These Four Core Exercises Could Make You a Faster Cyclist

By Juliet Elliott

If you’re looking to get faster at cycling, the first thing to do is commit to consistently training; adding a couple of structured rides a week with some longer sessions at the weekend is a good first step. Signing up to an online training programmes can take out a lot of the guess work so perhaps consider forgoing your daily coffees and investing instead in your hobby.

If you’re already consistently training without seeing a lot of progress, there could be other areas that you’re neglecting. A prime example of this is strength training and your core. If your trunk is wobbling around a lot, you’re losing power that could be transmitted through your legs and into your drive train.

We spoke to specialist cycling physio Lucy Poole to find out the most effective way for cyclists to get faster through core work.

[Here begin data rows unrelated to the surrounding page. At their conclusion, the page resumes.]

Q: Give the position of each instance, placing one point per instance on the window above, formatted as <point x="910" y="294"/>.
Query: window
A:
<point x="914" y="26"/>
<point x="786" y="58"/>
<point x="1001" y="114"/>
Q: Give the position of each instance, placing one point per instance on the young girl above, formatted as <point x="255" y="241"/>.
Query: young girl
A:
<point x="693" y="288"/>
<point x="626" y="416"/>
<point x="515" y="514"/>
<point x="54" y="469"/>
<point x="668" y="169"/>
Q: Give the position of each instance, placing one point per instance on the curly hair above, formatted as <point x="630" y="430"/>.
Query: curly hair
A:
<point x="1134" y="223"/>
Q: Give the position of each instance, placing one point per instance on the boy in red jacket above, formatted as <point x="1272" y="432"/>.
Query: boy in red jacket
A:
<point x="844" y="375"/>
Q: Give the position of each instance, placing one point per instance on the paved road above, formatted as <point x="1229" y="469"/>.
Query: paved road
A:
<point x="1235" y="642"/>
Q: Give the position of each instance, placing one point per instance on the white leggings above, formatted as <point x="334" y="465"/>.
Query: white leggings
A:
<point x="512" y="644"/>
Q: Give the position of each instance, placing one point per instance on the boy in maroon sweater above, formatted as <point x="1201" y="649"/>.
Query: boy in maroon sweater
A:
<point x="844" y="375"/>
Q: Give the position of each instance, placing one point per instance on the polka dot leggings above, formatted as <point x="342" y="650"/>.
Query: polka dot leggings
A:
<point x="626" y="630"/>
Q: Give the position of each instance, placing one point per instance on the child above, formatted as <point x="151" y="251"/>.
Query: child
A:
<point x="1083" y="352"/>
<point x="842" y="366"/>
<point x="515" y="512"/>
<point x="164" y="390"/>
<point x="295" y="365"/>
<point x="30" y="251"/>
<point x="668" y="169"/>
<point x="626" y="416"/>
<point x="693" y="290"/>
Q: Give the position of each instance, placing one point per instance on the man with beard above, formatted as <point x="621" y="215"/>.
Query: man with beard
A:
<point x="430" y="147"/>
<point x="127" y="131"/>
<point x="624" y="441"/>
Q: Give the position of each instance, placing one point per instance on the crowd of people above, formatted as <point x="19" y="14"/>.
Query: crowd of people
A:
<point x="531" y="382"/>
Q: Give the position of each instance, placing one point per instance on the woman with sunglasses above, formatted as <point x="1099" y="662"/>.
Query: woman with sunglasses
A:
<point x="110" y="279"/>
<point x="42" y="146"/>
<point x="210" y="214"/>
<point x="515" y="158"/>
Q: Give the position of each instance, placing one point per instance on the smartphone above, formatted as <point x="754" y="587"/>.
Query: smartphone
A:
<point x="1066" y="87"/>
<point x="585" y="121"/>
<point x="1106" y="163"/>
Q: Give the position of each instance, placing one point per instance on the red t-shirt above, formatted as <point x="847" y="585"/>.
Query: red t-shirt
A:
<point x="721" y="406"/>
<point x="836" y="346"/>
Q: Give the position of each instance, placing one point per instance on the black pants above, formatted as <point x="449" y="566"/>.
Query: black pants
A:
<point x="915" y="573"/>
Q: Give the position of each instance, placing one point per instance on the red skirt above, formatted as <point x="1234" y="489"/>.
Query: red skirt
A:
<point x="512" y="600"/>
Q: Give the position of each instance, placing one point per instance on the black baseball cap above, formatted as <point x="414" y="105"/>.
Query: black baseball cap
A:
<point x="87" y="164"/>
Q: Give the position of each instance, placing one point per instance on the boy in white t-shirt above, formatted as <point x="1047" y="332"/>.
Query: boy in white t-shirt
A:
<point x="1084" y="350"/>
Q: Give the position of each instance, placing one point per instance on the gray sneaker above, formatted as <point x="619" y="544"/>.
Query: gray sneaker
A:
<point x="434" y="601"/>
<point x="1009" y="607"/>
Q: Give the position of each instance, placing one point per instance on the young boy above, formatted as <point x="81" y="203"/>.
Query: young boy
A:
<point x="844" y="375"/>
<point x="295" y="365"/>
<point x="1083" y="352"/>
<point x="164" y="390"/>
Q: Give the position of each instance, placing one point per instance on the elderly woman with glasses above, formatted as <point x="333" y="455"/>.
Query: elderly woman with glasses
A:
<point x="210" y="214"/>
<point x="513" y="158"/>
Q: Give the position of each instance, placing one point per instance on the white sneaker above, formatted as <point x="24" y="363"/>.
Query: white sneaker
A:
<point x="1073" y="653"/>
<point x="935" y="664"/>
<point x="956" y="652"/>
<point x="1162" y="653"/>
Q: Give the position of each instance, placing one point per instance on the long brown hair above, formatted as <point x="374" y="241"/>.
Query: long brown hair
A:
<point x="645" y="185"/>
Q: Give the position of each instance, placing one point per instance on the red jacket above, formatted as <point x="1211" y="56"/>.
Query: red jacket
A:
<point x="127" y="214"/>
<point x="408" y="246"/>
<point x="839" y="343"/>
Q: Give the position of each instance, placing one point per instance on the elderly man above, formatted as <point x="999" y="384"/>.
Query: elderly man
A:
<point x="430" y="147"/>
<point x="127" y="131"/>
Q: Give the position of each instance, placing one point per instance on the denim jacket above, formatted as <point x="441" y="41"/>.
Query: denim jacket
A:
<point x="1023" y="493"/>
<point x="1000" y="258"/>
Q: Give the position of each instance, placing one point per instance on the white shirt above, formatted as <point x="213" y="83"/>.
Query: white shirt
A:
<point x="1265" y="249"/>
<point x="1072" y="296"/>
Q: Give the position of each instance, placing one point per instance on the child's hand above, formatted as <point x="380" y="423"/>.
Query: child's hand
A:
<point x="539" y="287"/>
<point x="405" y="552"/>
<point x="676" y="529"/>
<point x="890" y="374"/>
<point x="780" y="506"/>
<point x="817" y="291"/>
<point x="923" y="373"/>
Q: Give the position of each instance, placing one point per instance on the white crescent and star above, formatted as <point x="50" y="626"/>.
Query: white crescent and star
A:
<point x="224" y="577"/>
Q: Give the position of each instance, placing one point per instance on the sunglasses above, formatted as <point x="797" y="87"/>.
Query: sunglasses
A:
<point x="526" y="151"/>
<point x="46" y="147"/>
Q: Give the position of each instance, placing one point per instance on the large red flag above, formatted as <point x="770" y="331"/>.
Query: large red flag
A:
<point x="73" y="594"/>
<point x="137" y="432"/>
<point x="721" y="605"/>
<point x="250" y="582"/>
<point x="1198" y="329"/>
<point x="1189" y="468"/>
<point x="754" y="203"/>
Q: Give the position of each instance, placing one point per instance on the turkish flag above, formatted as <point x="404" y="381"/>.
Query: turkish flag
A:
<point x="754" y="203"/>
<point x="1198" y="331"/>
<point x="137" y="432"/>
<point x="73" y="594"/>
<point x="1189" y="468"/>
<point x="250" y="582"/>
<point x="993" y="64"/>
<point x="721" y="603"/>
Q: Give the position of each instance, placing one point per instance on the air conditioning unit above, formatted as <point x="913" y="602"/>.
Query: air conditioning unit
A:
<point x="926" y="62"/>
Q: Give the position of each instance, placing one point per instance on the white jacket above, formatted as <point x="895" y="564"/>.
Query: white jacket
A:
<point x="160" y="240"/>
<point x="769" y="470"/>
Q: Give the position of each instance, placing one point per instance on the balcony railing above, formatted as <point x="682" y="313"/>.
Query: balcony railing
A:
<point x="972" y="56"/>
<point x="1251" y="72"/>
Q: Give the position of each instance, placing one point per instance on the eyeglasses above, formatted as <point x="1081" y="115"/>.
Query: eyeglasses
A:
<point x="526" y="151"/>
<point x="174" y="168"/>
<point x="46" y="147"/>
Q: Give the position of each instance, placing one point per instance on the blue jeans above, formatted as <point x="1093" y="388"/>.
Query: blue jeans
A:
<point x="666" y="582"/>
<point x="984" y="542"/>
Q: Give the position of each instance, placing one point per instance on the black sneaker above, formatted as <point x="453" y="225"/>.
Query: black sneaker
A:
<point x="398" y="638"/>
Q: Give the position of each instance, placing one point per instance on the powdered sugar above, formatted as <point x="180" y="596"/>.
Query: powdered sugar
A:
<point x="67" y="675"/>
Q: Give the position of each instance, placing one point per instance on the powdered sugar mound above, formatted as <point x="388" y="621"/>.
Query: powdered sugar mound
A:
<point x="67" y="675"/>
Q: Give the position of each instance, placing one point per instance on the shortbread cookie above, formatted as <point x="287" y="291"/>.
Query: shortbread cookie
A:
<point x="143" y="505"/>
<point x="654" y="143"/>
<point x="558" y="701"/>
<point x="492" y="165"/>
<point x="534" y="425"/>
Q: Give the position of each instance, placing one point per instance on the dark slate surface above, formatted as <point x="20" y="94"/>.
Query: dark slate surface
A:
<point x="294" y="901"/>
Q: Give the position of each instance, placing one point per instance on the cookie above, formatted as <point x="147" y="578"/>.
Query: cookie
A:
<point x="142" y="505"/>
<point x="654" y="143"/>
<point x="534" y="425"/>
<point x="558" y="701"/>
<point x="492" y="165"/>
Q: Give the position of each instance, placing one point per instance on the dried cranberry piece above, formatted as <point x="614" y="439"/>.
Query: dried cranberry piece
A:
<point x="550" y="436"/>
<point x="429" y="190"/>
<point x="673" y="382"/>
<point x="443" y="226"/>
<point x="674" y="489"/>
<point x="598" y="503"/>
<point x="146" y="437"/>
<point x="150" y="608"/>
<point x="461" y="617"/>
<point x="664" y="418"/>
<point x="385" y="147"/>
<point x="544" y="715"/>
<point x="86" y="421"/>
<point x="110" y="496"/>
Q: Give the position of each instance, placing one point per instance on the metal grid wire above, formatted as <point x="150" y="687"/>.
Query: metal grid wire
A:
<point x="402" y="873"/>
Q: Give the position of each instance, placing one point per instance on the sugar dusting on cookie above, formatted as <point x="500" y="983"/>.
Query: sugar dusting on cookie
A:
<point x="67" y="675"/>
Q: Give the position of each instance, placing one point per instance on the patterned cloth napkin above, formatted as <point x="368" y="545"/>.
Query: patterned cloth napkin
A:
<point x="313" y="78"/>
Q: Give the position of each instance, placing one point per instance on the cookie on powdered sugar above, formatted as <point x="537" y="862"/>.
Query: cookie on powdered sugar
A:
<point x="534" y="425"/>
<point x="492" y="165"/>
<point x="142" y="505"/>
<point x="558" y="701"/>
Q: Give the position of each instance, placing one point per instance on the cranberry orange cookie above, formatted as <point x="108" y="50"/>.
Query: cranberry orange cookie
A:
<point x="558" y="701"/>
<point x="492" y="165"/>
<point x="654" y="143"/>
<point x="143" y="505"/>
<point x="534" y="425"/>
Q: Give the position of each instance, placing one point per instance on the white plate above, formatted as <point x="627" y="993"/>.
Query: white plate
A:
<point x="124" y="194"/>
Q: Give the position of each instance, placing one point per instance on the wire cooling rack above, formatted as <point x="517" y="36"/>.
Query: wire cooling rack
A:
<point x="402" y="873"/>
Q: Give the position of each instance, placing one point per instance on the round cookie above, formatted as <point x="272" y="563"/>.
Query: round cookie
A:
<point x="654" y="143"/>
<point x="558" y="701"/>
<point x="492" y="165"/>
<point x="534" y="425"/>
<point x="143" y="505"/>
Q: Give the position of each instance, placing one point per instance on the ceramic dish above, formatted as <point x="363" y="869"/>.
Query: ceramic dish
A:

‘Being a strong cyclist requires more than just strong legs,’ says Lucy. ‘Your core is a complex network of deep and superficial spinal, pelvic and hip muscles, so needs to be challenged in a variety of ways. These exercises can help reduce injury and maximise power transfer into the pedals.’

Lucy suggests the following exercises, performed 2 or three times weekly. Hold each exercise for ten seconds and repeat 6 times.

Beginner curl up

  • Start in a supine position with your hands supporting your lumbar region without flattening the lower back to the floor.
  • Flex one knee to 90 degrees and keep the other leg relaxed on the floor.
  • Lift the head and shoulders a short distance off the floor and leave the elbows on the floor.
  • Do not produce any movement in the head and neck (no flexion or chin tucking).
  • Try to picture the rotation point being in the thoracic spine and view the head and neck as a block that should be lifted as a whole.

Side plank

  • Lie on your side with your legs straight and in line with your body.
  • Support the upper body on the elbow/forearm, with the elbow directly under the shoulder. Place your top arm on your side.
  • Lift your pelvis off the floor to create a straight line with your body, and hold the position without allowing your pelvis to drop.
  • Repeat on the other side.

Lower back extension hold

  • Lie face down on a mat with your arms behind your head and your chin tucked in.
  • Lift your upper body up by pulling your shoulder blades together without lifting your feet.
  • Return to the starting position and repeat.

Bird dog

  • Get on your hands and knees (four point position) with your knees directly under your hips and your hands directly under your shoulders. Your back should be in a neutral position (slightly arched) and your chin must be tucked in.
  • Tighten slightly your abdominals, lumbar muscles and pelvic floor muscles then lift one arm and the opposite leg without allowing the trunk or pelvis to move or rotate.
  • Try to grab something far away in front of you with your hand and touch an imaginary wall far behind you with your foot instead of just lifting them up.
  • Lower your leg and arm back to the floor and repeat with the other leg and the opposite arm.